Выбрать главу

Вот какие мрачные мысли бродили в голове Саадата. Когда он случайно подслушал спор Бюбюш с Шарше, то это вдруг воскресило в нем какие-то новые, неясные надежды, словно он увидел в непроглядной ночи далекий мерцающий огонек.

— О прах отцов, была не была, родился — умер! — проговорил он уверенней. — Бояться нечего, мы еще схватимся.

Бердибай, погруженный в раздумье, глухо ответил:

— Ты слышал, Саадат, от этого голяка не видать нам добра…

— А я разве раньше не предупреждал о том, что эти два безродных чужака Кушчу никогда никого не пожалеют. В ответ на это вы посмеивались, вы больше верили Мендирману!

Бердибай действительно частенько поддерживал Мендирмана и поэтому промолчал.

— А получилось так, как я говорил!
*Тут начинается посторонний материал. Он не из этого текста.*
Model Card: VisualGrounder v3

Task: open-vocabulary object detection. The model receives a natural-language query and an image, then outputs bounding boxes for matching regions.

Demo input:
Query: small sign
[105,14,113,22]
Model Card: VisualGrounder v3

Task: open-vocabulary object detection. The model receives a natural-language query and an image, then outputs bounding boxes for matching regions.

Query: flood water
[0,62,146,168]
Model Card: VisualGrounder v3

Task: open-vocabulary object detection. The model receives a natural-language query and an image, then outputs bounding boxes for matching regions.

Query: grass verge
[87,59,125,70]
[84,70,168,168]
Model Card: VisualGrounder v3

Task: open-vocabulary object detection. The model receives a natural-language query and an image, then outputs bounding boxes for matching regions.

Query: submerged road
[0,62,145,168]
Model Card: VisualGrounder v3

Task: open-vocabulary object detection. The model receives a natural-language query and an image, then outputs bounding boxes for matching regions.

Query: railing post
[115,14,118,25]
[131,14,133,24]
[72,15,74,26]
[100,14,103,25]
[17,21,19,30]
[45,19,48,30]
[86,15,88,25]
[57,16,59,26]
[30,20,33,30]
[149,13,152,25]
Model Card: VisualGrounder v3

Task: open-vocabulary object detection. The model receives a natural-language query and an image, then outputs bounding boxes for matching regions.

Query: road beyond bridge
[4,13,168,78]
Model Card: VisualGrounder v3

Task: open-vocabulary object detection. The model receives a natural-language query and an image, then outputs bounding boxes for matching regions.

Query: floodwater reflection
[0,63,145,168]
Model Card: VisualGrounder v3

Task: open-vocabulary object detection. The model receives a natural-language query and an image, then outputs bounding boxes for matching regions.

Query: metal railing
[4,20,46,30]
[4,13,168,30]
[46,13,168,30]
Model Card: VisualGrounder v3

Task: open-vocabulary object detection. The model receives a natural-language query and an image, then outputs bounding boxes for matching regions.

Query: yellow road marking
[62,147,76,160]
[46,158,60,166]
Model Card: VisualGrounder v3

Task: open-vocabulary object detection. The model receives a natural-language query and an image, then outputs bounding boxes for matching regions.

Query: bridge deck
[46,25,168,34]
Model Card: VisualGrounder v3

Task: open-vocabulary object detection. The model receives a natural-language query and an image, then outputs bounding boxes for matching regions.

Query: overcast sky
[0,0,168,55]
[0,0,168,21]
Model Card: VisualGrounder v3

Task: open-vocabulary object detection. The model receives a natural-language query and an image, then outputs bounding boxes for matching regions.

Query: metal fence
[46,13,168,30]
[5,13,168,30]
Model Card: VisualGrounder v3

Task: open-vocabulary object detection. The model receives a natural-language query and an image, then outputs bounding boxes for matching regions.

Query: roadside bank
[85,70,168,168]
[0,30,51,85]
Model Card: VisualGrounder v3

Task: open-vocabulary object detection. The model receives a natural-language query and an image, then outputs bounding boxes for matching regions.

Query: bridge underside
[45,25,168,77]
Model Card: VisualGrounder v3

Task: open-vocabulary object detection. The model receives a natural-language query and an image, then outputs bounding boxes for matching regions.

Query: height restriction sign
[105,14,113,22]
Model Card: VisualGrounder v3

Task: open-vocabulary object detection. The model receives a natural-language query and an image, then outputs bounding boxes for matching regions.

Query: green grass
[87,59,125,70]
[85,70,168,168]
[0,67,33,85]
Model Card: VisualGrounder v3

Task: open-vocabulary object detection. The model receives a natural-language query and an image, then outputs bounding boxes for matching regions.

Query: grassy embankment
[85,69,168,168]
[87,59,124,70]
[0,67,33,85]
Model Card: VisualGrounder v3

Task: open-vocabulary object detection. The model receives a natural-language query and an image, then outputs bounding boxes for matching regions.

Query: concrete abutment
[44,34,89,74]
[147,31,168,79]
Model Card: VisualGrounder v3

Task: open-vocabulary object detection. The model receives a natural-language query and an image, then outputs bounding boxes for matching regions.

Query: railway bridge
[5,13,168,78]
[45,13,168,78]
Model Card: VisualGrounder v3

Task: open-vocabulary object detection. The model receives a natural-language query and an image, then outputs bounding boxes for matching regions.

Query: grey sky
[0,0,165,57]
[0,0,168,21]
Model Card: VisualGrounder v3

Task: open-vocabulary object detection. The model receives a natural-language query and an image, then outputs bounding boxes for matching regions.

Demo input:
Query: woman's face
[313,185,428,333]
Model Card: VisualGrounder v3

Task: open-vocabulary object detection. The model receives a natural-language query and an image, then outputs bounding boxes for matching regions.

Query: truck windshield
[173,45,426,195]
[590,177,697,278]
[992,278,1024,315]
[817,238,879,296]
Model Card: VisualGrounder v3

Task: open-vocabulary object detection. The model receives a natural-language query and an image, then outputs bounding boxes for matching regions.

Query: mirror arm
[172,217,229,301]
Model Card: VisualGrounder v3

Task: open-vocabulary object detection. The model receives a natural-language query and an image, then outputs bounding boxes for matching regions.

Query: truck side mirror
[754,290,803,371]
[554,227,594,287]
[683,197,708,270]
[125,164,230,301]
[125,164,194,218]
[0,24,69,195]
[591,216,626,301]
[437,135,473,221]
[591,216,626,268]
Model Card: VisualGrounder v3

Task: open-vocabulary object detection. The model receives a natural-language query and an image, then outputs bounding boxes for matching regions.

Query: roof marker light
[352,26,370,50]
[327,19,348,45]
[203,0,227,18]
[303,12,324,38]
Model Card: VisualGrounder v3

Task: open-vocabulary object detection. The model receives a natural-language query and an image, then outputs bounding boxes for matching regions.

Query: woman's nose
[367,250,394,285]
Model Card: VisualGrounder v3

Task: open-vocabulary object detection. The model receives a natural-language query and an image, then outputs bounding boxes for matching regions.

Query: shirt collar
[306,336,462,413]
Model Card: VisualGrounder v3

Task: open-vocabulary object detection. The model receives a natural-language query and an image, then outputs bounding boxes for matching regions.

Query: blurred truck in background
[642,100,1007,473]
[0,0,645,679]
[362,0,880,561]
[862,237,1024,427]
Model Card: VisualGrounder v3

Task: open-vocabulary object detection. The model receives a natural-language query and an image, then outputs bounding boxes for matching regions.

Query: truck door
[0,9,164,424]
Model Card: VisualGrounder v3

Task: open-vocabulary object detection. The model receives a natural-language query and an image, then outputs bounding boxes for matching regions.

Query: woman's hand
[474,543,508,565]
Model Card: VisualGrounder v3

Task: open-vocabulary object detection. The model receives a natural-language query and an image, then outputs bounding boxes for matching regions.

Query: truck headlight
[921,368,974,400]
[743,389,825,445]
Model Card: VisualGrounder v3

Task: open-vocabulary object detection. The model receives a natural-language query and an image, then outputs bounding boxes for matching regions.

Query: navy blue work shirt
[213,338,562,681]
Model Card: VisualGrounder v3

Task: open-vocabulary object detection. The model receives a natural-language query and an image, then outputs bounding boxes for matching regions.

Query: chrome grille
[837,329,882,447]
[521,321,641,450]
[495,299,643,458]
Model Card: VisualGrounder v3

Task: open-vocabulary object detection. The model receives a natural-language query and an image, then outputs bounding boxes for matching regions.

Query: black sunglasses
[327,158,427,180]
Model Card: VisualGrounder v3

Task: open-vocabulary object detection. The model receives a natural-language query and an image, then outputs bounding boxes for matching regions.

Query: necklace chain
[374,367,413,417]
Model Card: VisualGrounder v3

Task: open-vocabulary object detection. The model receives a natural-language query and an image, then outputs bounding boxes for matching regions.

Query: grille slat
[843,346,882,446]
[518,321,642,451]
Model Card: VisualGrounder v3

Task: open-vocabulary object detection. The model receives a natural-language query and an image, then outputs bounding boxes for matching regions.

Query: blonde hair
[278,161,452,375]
Какая непростительная глупость была допущена нами: доверили пасти наших овец волкам и спокойно полеживали, надеясь, что все будет в сохранности. Да ведь они же безродные чужаки, что с нами ни случится, им все равно. Если бы на месте их были люди из моего рода, то такого бы с нами никогда не было.

— Э-э, Саадат, теперь поздно говорить об этом, что начертано всевышним, тому и быть.
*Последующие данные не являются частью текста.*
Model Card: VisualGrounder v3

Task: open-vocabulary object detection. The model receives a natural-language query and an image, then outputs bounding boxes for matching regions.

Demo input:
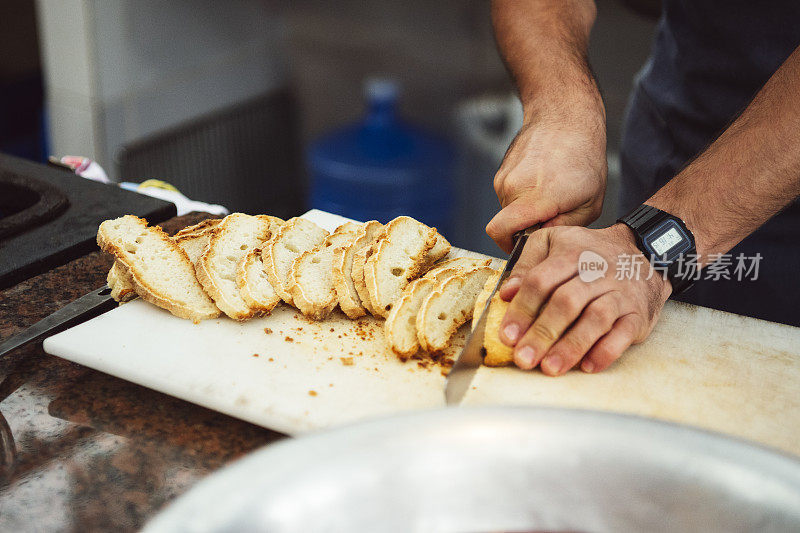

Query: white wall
[37,0,286,179]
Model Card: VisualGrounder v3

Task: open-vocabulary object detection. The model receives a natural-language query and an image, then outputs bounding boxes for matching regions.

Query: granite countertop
[0,213,284,531]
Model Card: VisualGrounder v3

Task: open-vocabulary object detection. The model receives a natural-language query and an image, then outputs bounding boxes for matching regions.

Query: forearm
[645,48,800,264]
[492,0,605,119]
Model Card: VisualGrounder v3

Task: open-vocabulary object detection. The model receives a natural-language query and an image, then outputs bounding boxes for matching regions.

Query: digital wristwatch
[617,204,697,296]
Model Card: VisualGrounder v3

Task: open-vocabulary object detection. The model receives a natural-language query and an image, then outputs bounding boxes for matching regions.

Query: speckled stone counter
[0,214,283,531]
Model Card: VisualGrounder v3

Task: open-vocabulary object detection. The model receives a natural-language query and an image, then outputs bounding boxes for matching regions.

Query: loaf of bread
[331,220,383,318]
[289,222,361,320]
[261,218,329,305]
[364,216,437,318]
[416,267,496,352]
[97,215,219,322]
[195,213,283,320]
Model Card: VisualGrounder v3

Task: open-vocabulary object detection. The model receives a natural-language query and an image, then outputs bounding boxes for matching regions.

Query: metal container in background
[453,94,522,255]
[145,407,800,533]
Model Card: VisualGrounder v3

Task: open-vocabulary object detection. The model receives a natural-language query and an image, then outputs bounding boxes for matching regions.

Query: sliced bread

— Ну да, вот поэтому мы и сидим здесь, в этой могиле для живых… — с издевкой хихикнул Саадат. — Видать, у всевышнего такое правило: наказывать тех, кто больше всего уповает на него и поклоняется ему! Ха-ха-ха… Ну, если он так поступает, то я буду теперь поступать по-другому, наперекор ему. Да! Так и буду делать, потому что время сейчас такое, что ни делай наперекор всевышнему, то и хорошо, то и ладно… Вот увидите, если только удастся мне выбраться из этой проклятой ямы и сесть в седло, то ищите потом ветра в поле! Уж я-то тогда докажу свою правоту, многим придется не сладко.

Родственники и близкие арестованных все еще не расходились. Они толпились неподалеку от аилсовета, негромко переговаривались, вздыхали и шептались.

— Что вам здесь надо, расходись! — приказал Шарше. Но никто и не подумал слушаться его.

— А что тебе? Кого надо было, ты посадил, какое тебе дело до нас! — ответила ему Айна.

— Ты поменьше огрызайся, жена зулума! Нечего тебе тут делать, иди: волки не съедят твоего мужа в подвале! Уходи!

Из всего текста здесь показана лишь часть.